The concept of flow was examined in relation to the play behavior of preschool children. Thirty-five preschoolers were encouraged to play a beanbag toss game on three separate occasions called Phases I-III. In Phase I, children were allowed to match their skills to the challenges of the task in a choice condition. In Phase II, one group of 12 children again played the game under the choice condition. Two other groups of 11 and 12 children were required to play the game under conditions in which the challenges of the task were assumed to be either greater than or less than their levels of skill. In Phase III, all children again played the game under the choice condition. Five measures of the characteristics of flow, including number of attempts, percentage of successes, ratio of evaluation-seeking behaviors to number of attempts, ratio of off-task behaviors to number of attempts, and ratio of time spent off task to time spent on task were obtained for all phases. A repeated measures MANOVA with three groups and three phases was used to examine the data. A significantly greater number of evaluation-seeking behaviors per attempt were found at Phase I than at Phases II and III, regardless of condition. A significant phase x group interaction for the variable percentage of successes was also found. Post hoc analyses indicated that children in the assigned easy group had a significantly higher success rate at Phase II than at Phases I and III, while the assigned difficult group had a significantly lower rate. The percentages of successes between the three groups were significantly different at Phase II only.

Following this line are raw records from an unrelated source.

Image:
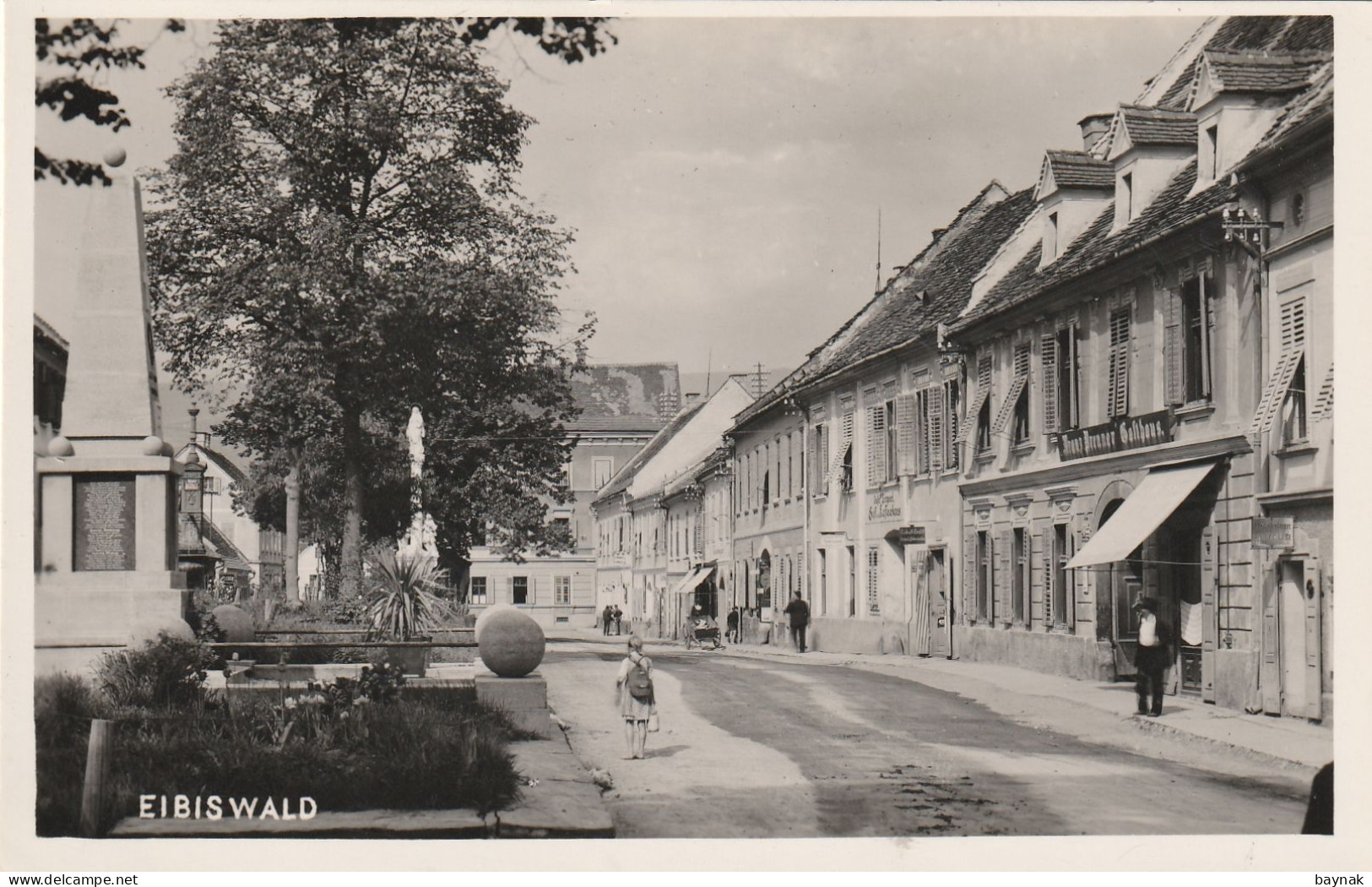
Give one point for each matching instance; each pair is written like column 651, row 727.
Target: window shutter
column 1071, row 410
column 1049, row 364
column 1172, row 346
column 876, row 445
column 951, row 427
column 906, row 434
column 969, row 573
column 1293, row 349
column 812, row 456
column 1117, row 400
column 1324, row 400
column 1207, row 335
column 1021, row 378
column 1046, row 548
column 933, row 427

The single exposure to an assigned level of challenge may have been insufficient to produce the predicted effects on the characteristics of the flow experience. Subjective comments of the children obtained in Phase II indicated there were some differences in the levels of enjoyment of the task between the three groups. These subjective perceptions offer a possible explanation for the lack of differences on the measures of flow. The subjective comments indicate that throwing the beanbag at the target was enjoyable to the children regardless of their ability to hit the target; therefore the level of challenge may not have been critical. Several suggestions for future testing of the flow model are offered.